Das internationale Forschungsteam leitete junge Waldrappen zu ihrem italienischen Winterquartier, um einen neuartigen Datensatz zu gewinnen. Zu der überwiegend österreichischen Forschungsgruppe zählen auch zwei Doktoranden aus Italien und Israel, weitere Partner stammen von der Veterinärmedizinischen Universität Wien, der Universität Wien, der Fachhochschule Joanneum in Graz und der Universität Bern.

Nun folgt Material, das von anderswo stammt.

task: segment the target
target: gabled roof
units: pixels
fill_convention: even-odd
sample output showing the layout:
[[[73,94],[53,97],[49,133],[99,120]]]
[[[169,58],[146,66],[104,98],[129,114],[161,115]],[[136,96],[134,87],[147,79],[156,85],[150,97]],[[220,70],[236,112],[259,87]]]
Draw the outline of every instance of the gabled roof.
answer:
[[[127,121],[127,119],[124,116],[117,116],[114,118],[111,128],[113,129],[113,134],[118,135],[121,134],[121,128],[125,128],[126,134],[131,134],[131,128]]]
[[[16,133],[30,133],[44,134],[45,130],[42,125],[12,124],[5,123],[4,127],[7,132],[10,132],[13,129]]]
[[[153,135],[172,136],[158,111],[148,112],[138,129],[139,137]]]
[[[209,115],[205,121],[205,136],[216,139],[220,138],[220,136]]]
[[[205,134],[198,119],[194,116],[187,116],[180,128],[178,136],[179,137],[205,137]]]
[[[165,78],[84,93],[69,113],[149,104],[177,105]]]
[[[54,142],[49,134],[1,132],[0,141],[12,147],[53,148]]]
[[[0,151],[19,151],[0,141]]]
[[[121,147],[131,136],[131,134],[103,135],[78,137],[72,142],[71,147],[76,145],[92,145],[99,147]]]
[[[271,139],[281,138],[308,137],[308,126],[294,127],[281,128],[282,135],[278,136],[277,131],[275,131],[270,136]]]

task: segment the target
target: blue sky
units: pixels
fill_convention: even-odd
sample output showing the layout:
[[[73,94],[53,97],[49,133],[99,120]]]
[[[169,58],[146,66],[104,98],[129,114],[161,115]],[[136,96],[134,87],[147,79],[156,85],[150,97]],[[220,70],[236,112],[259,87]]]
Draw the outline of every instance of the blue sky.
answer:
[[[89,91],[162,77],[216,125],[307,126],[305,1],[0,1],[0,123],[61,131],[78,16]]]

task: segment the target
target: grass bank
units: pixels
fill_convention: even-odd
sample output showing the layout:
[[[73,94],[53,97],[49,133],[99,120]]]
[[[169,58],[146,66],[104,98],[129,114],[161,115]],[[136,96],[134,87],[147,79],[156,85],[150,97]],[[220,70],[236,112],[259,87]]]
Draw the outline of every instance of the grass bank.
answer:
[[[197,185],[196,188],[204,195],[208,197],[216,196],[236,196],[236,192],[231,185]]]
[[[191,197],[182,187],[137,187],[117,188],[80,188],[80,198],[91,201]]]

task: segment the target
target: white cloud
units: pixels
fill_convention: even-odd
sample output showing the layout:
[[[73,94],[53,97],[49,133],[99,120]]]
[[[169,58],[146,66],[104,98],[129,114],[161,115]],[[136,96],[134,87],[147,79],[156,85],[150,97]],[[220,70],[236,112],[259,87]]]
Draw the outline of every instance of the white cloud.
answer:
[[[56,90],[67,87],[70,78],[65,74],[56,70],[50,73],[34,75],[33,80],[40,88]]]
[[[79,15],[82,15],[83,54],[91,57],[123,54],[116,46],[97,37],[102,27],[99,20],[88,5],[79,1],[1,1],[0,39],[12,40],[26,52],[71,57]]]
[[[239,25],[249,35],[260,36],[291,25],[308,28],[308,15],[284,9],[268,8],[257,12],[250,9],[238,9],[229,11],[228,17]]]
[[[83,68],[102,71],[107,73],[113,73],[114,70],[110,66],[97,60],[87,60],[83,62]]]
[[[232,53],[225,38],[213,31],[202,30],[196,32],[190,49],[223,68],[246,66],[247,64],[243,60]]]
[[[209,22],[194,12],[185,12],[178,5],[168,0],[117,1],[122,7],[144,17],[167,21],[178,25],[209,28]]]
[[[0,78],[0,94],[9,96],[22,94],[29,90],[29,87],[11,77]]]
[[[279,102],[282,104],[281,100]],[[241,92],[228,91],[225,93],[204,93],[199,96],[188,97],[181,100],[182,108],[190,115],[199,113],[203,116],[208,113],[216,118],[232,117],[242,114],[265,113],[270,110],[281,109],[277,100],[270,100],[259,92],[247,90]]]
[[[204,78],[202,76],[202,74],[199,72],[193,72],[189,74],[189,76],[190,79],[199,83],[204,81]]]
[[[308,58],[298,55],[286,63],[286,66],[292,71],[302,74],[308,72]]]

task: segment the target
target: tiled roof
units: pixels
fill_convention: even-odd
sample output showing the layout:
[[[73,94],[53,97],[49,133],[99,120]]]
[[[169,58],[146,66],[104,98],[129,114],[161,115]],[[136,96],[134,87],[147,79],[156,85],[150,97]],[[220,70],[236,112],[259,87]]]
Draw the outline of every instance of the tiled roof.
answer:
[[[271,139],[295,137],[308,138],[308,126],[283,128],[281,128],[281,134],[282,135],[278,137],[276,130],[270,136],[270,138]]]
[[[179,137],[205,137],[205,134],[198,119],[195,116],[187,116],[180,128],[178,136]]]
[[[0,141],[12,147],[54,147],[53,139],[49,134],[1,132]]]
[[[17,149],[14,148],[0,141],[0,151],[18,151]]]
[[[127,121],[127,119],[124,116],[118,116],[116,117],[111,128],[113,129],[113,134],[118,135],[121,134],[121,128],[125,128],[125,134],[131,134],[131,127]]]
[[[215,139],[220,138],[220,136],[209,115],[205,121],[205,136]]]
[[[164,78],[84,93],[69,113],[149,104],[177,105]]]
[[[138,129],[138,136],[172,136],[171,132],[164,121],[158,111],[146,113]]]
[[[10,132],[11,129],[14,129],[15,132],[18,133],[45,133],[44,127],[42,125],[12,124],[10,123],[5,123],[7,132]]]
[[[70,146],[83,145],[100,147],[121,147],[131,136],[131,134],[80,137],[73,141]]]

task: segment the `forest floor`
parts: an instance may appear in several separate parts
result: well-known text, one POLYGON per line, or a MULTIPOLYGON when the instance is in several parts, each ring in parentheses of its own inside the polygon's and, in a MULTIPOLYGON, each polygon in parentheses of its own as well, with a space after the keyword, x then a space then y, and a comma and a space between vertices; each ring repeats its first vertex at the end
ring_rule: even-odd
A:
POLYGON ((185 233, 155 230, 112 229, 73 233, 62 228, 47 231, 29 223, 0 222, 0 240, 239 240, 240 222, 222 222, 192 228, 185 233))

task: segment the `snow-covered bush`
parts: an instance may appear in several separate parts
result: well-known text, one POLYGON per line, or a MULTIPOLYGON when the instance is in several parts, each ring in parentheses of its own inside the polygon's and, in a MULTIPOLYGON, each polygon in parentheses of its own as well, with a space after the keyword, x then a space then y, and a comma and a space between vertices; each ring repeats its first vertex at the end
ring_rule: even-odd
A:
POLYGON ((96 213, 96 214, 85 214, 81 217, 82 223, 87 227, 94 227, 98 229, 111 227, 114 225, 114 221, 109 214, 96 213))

Begleitet wurden bereits in den Jahren 2018 und 2019 zwei Gruppen von Jungvögeln. Bei dieser ersten Migration von Überlingen (Bodensee) legten sie bis zu ihrem Winterquartier in der südlichen Toskana (WWF Oasi Laguna di Ortobello) rund 1000 Kilometer zurück. Die Reise dauerte zwei Wochen, darunter sechs bis sieben Flugtage, während denen die Alpen und der Apennin überquert und Flughöhen von bis zu 2900 Metern erreicht wurden. Die Vögel waren allesamt von Menschenhand aufgezogen. Somit konnten sie mit einem extraleichten "Datenlogger" ausgestattet werden, der täglich auf- und abmontiert wurde. "Der Datenlogger übermittelt keine Daten, sondern speichert sie intern ab. Besonders herausfordernd war für uns, die extrem hohe Präzision auf wenige Zentimeter genau zu erreichen", resümiert Forschungsleiter Johannes Fritz, Biologe, Artenschützer und Waldrapp-Experte.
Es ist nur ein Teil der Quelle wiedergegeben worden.